Kelima, ekonom yang peka pada keadilan sosial dan pemerataan juga membicarakan tentang permodelan (Modeling the economy) yang di dalamnya mempersoalkan secara terus menerus tentang aneka kebijakan (macro and micro policies) yang erat kaitannya dengan tujuan ekonomi yang luas seperti yang dipaparkan tadi.
Bahkan secara amat tajam mereka mempersoalkan tentang penghindaran biaya sosial (social cost) oleh para pelaku ekonomi untuk mencapai tujuan ekonomi atau melakukan kegiatan ekonomi dari waktu ke waktu. The Modeling Economy direkayasa untuk memacu social audit dalam tingkah laku berekonomi untuk memaksa kapitalisme yang tidak manusiawi supaya menjadi pro people capitalism. Modeling tadi juga memasukkan atau mempersoalkan aneka upaya yang dipacu untuk meninggalkan praktik-praktik serakah yang merugikan kepentingan rakyat banyak, namun tanpa meninggalkan penataan insentif dalam aktivitas ekonomi. Rasanya permodelan ekonomi versi Indonesia perlu dipacu bersama secara relevan dengan kepekaan tertentu. Permodelan dalam kerangka mewujudkan demokrasi ekonomi perlu direkayasa sesuai konteks yang berlandaskan visi ekonomi. Berkaitan dengan itu, dibutuhkan dialog yang intens dan sikap terbuka.
Keenam, berkaitan dengan aneka rekayasa di atas, sering dibicarakan pula tentang koperasi, seperti di Jepang dan Korea dengan peran koperasi yang begitu kuat yang mulai memunculkan sosok tulang punggung perekonomian negara bukan tulang jari kelingking. Bahkan penggerak koperasi di Jepang seperti Kagawa mempersoalkan brother hood economy atau paham kekeluargaan dalam berekonomi yang menjadi dasar koperasi sehingga koperasi di negara itu juga menjadi agen dari demokrasi ekonomi.

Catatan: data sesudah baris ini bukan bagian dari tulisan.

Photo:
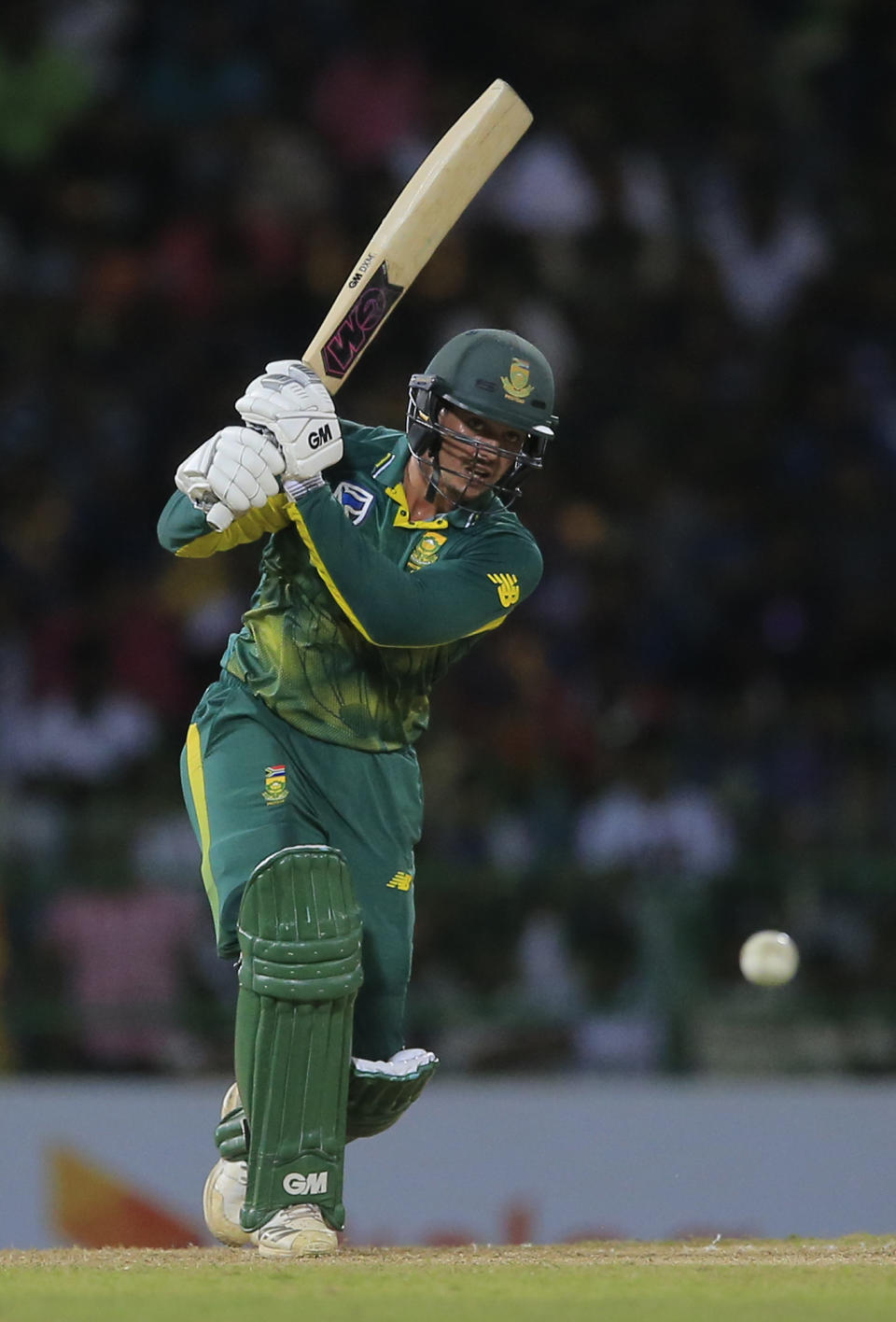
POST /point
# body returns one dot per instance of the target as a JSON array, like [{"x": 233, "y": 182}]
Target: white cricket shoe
[
  {"x": 298, "y": 1231},
  {"x": 225, "y": 1190}
]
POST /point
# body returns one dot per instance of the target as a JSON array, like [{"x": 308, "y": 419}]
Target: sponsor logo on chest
[
  {"x": 356, "y": 501},
  {"x": 426, "y": 550}
]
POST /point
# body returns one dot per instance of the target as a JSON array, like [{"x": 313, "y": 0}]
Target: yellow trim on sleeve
[
  {"x": 247, "y": 527},
  {"x": 196, "y": 776}
]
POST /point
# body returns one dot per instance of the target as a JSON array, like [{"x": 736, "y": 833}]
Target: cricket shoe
[
  {"x": 298, "y": 1231},
  {"x": 225, "y": 1190}
]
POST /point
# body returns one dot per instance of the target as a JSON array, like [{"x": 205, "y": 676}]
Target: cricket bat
[{"x": 418, "y": 221}]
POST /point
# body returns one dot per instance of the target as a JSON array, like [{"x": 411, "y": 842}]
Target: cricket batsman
[{"x": 386, "y": 556}]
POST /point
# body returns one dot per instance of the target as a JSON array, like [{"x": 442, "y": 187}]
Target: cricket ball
[{"x": 769, "y": 959}]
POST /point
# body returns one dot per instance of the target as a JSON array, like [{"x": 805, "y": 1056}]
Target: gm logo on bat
[
  {"x": 318, "y": 438},
  {"x": 358, "y": 274}
]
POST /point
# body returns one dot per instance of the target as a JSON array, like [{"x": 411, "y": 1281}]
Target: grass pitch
[{"x": 848, "y": 1280}]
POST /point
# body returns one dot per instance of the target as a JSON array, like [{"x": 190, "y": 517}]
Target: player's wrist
[{"x": 298, "y": 488}]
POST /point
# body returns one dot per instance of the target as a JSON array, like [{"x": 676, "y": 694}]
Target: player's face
[{"x": 470, "y": 459}]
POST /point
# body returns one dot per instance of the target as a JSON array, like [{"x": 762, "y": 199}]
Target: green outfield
[{"x": 782, "y": 1280}]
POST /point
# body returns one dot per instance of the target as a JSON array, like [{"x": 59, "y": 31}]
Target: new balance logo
[
  {"x": 508, "y": 585},
  {"x": 400, "y": 882},
  {"x": 312, "y": 1184}
]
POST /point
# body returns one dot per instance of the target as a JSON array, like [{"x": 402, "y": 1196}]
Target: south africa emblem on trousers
[{"x": 275, "y": 784}]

Pandangan almarhum Moh. Hatta dan Kagawa dalam banyak hal adalah sama, bahwa koperasi harus dibangun mulai dari bawah dan kemudian harus menjadi besar. Karena anggota koperasi adalah pemilik dan pengguna dari kegiatan koperasinya, maka ia perlu direkayasa untuk menjadi besar dan kuat.Bukan seperti yang dikehendaki oleh Kwik Kian Gie (tertulis di Harian Kompas) yang menginginkan koperasi tetap mengurus yang kecil saja. Karena, normative economy itu diarahkan oleh pandangan dasar kita yang muncul dari dasar negara dan UUD 1945.